Educating the Neoliberal Whole Child will be of great interest to researchers, academics and students in the fields of education policy, sociology of education and critical pedagogy. It is also a valuable addition to studies of Foucault and education.
Table of Contents
2. Problematising the whole child
3. Psy-scientific discourses and policies of well-being and character: The extension of bio power
4. The discourses and architecture of neoliberal education policy: An expanding neoliberal dispositif and governmentality
5. Classroom practice: Neoliberal technologies of the self
6. The neoliberal whole child: A cuckoo in the nest
Bronwen MA Jones completed her PhD at the Institute of Education, UCL in 2020.
"This book offers a stunning critique of recent education policy related to character education set within a more general analytic history of the education of the whole child in various iterations. Jones’ book offers an exemplary analysis of recent education policy in England using the genealogical method of Michel Foucault. The policy analysis itself is critically insightful and provides a forensic account of the background to, advocacy and practices of character education. What is clear from this is the classroom has become a site for the production of a neoliberal child. This work is important and it is chilling!’
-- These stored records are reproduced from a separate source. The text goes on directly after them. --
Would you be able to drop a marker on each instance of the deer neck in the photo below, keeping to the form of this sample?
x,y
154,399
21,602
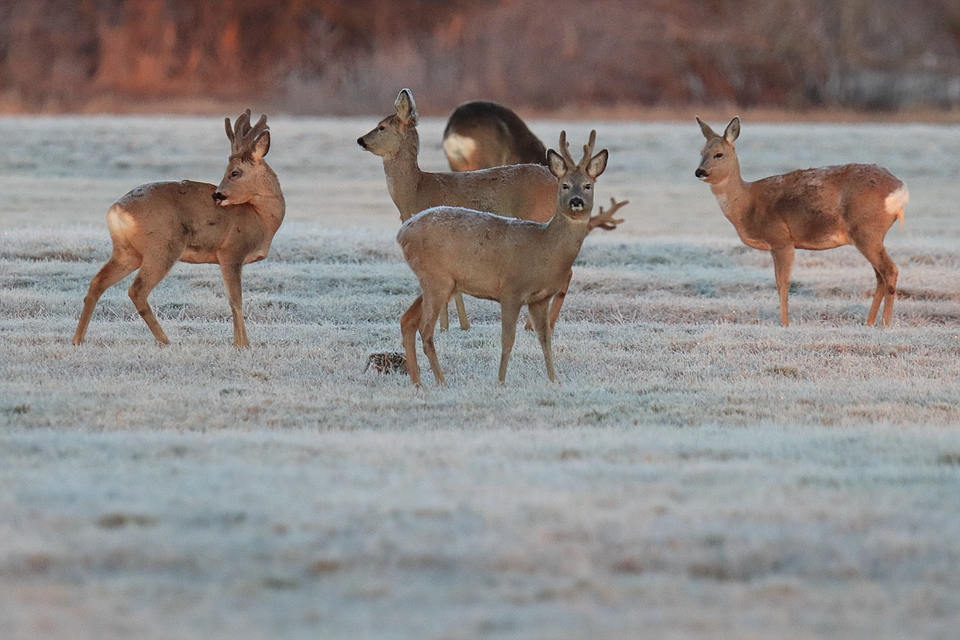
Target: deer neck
x,y
566,235
733,195
269,202
403,176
Stephen J Ball, Emeritus Professor of Sociology of Education, University College London, UK.
"In this well-researched and novel study, Bronwen Jones establishes the viability of a Foucauldian genealogical research strategy to successfully demonstrate how education policies from New Labour onwards have sought to reinterpret and reinscribe the education of the ‘whole child’ in distinctively neoliberal terms. Overall, the study represents a genuinely original application of Foucault’s powerful research concepts rich in both textual analysis and the detail of its illustrations. It is a ‘must-read’ for all those interested in the sociology of education as well as in the thought and research applications of Michel Foucault."
Mark Olssen, Emeritus Professor, Department of Politics, University of Surrey, UK.
"This book provides an outstanding example of a Foucauldian genealogy and an illuminating analysis of how the notion of the whole child gets constructed and transformed through English education policy. It is theoretically rich and an inspiring read to anyone interested in critical policy studies."
Rille Raaper, Associate Professor in the School of Education, Durham University, UK.